En République d’Islande le peuple est le juge suprême de la validité d’une loi, c’est  le fondement même  de la Constitution islandaise. Cette Constitution, promulguée en 1944 et adoptée par voie référendaire avec 90% des suffrages, a remis aux mains du peuple le pouvoir exercé autrefois par le roi et l’Althing. La responsabilité de veiller à ce que le peuple puisse faire usage de ce droit incombe donc au Président.
En cet instant crucial, il est également  important de souligner que le redressement de l’économie islandaise est une urgence vitale. Il est hors de doute que des accords avec d’autres pays et une collaboration  avec les organisations internationales et autres parties prenantes sont indispensables à ce redressement. La solution du litige Icesave est un élément du bon déroulement de ce processus. Un autre prérequis  est  que le pays soit capable de retrouver dès  que possible sa vigueur passée et de redémarrer en collaboration avec d’autres un programme de reconstruction assurant le bien et la prospérité du peuple islandais. La déclaration du Président en date du 2 septembre 2009  précisait que cette solution  doit « prendre en compte les droits légitimes de la nation, ceux de l’Islande dans un proche avenir et un partage international des  responsabilités. »

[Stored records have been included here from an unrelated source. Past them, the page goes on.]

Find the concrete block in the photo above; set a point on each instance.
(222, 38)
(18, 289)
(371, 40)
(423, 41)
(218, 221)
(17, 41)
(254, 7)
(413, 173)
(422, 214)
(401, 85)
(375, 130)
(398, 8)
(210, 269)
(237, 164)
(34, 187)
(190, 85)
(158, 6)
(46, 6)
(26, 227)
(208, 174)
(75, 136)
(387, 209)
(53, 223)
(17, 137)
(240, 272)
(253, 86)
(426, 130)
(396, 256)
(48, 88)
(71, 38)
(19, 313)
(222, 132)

 Il devient de plus en plus clair que le peuple doit avoir la certitude  qu’il décide lui-même de son avenir. L’implication de la nation tout entière  dans la décision définitive est donc un prérequis pour une bonne solution, la réconciliation et le redressement du pays.

À la lumière de ce que j’ai dit plus haut, j’ai décidé conformément à l’article 26 de la Constitution de remettre cette nouvelle  loi entre les mains du peuple. Ainsi qu’il est prévu par la Constitution, cette nouvelle loi entrera tout de même en vigueur et le référendum aura lieu « dès que possible ».

Si cette loi est approuvée à l’issue du référendum, elle restera bien sûr en vigueur. S’il en va autrement, la loi 96/2009 acceptée par l’Althing le 28 août  sur la base des accords avec les gouvernements hollandais et britannique reste en vigueur; elle reconnaît que le peuple islandais ne renie pas ses engagements. Cette  loi a été approuvée par l’Althing avec la participation de quatre partis représentés au Parlement, ce que le Président a confirmé dans sa déclaration du 2 septembre. 

Maintenant le pouvoir et la responsabilité sont entre les mains du peuple.

Je souhaite bien sincèrement que sa décision apporte au peuple islandais une réconciliation et une prospérité durables et en même temps jette les bases de relations cordiales avec les autres nations.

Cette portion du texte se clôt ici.